Bitcoin’s correlation with the S&P 500 means a price of $ 18,000 for BTC, according to an analyst

Bitcoin (BTC) should cost $ 18,000 right now – or the S&P 500 should collapse, says the analyst behind the model, which forecasts a BTC price of $ 288,000.

In a series of Twitter posts on June 17, PlanB, the creator of the stock-to-flow model, highlighted the correlation between the largest cryptocurrency and the stock market.

Bitcoin vs. S&P 500

According to PlanB, Bitcoin and S&P 500 are correlated and jointly integrated, with the value of “R squared” of the pair being 95%.

Such a large correlation suggests that Bitcoin as a dependent variable is extremely susceptible to the movements of the S&P 500.

Pointing out the events in March, when Bitcoin fell in stock and then recovered, PlanB concluded that the current level of the S&P 500 suggests a price of BTC from $ 18,000. The only alternative is for the stock market itself to collapse.

Stock-to-flow forecasts the effectiveness of Bitcoin prices based on the amount of ” new ” coins in circulation compared to the existing supply.

Given that the supply of Bitcoin is unchanged, no matter how much interest there is in cryptocurrency, stock-to-flow theorizes that by 2024 – the next Halving of Bitcoin – BTC / USD will reach $ 288,000 or more.

Is Bitcoin like a stock of super leverage?

While PlanB notes that this connection is nothing new for Bitcoin, the reminder is timely, as it comes during the week in which the flagship cryptocurrency once again shows a tendency to follow the movement of shares.

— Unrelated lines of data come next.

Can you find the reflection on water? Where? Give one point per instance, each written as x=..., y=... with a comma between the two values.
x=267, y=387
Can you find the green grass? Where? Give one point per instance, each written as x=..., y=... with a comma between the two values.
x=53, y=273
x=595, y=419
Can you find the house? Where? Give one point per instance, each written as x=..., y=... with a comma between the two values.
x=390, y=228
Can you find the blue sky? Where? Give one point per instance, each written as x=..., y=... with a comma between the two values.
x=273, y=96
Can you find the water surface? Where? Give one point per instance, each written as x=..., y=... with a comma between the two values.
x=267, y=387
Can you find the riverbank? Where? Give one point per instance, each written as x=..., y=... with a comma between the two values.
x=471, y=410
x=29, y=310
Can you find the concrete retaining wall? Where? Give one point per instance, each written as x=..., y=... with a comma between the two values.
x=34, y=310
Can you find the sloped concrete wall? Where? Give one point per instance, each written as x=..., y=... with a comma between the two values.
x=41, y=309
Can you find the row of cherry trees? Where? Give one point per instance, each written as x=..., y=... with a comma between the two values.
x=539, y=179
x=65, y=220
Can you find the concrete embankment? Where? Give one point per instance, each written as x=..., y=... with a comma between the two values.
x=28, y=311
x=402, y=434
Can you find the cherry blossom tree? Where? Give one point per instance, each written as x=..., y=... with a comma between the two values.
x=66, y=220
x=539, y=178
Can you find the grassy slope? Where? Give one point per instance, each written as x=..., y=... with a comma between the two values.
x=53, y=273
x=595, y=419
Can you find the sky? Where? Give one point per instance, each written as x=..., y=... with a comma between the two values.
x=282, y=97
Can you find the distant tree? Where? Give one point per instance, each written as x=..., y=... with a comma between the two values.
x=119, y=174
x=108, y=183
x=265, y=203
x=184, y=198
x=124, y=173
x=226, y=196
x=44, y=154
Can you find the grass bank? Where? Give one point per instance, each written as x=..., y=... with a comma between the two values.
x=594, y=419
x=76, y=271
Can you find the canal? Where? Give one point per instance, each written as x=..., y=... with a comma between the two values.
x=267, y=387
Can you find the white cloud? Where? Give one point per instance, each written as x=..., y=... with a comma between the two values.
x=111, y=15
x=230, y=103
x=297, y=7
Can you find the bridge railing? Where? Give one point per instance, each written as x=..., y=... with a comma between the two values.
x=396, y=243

“The situation is complicated by measures around the coronavirus – quantitative easing or QE, which inflates the money supply, pushing stock prices and Bitcoin up,”
he said.

At the same time, there is increasing intervention in the stock markets in the form of artificial competition from central banks, which buy useless shares.

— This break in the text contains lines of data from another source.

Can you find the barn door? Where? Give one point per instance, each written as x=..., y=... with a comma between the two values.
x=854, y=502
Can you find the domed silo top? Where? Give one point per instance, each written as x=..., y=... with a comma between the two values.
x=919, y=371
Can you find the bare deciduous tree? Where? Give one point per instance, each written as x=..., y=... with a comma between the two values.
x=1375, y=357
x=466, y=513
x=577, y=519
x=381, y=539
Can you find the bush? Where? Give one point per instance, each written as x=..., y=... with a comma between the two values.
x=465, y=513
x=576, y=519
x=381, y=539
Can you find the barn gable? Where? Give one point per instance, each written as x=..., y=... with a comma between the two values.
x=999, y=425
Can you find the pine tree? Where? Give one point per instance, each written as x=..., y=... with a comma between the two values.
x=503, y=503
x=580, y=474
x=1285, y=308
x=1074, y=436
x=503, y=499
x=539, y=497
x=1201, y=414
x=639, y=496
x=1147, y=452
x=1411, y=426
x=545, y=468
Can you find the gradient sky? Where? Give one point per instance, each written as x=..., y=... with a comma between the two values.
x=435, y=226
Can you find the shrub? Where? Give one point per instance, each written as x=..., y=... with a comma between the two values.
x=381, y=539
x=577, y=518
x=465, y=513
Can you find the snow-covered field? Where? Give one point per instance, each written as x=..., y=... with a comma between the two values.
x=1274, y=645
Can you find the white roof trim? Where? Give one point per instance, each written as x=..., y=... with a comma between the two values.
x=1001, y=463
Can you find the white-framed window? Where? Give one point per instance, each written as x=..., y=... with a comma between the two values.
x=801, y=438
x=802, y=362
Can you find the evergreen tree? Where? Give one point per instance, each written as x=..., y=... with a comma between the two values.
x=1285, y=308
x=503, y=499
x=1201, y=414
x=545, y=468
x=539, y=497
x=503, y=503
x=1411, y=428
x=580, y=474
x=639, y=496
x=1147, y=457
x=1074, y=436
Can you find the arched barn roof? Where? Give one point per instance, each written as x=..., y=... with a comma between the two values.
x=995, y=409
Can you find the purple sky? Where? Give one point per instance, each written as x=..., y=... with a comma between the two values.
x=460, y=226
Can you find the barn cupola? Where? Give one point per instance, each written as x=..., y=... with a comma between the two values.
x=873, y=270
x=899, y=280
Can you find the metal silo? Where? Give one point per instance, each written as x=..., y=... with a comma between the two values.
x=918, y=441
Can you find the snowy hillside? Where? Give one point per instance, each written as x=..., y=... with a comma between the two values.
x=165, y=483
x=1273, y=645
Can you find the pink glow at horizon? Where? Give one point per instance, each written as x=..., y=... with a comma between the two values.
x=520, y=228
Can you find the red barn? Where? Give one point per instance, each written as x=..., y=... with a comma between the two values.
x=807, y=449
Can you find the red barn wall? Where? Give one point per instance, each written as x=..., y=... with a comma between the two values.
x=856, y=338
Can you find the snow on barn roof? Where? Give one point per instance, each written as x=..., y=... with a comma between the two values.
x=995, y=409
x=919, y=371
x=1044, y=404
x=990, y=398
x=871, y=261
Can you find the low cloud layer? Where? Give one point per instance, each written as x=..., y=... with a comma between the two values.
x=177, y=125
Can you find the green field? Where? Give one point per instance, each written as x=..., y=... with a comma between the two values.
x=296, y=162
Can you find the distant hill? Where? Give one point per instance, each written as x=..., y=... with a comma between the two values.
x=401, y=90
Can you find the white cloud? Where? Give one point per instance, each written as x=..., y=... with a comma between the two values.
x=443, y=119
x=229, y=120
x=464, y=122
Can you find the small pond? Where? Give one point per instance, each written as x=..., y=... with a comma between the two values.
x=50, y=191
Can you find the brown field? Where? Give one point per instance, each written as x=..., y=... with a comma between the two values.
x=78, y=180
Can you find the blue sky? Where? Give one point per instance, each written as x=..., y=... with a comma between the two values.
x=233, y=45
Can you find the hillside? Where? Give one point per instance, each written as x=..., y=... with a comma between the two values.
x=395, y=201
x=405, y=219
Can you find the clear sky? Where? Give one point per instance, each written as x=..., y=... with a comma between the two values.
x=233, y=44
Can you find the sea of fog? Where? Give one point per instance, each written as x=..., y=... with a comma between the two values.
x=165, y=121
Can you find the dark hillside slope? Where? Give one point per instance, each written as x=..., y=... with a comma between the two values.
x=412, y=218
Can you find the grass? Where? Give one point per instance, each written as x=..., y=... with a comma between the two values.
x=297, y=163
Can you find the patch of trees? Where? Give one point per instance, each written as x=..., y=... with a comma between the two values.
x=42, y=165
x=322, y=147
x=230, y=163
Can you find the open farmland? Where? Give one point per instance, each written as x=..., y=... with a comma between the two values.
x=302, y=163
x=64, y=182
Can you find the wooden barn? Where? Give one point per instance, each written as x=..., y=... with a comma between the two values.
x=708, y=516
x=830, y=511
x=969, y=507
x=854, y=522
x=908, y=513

This has led to doubts on the part of commentators, who suggest that the bull market has had to adjust over the past few months – perhaps within the next two weeks.

Then Bitcoin has a long way to go from “separating” from the macro forces.

“Yes, this means that BTC is not an asset that is uncorrelated. As I wrote in a September 2019 post, ‘the real test is a stressful situation’.  ” I guess we had one such test with coronavirus: BTC looks uncorrelated,” said another comment from PlanB.

“In fact, BTC seems like a 416-fold S&P position to me (with a -99% stop loss).”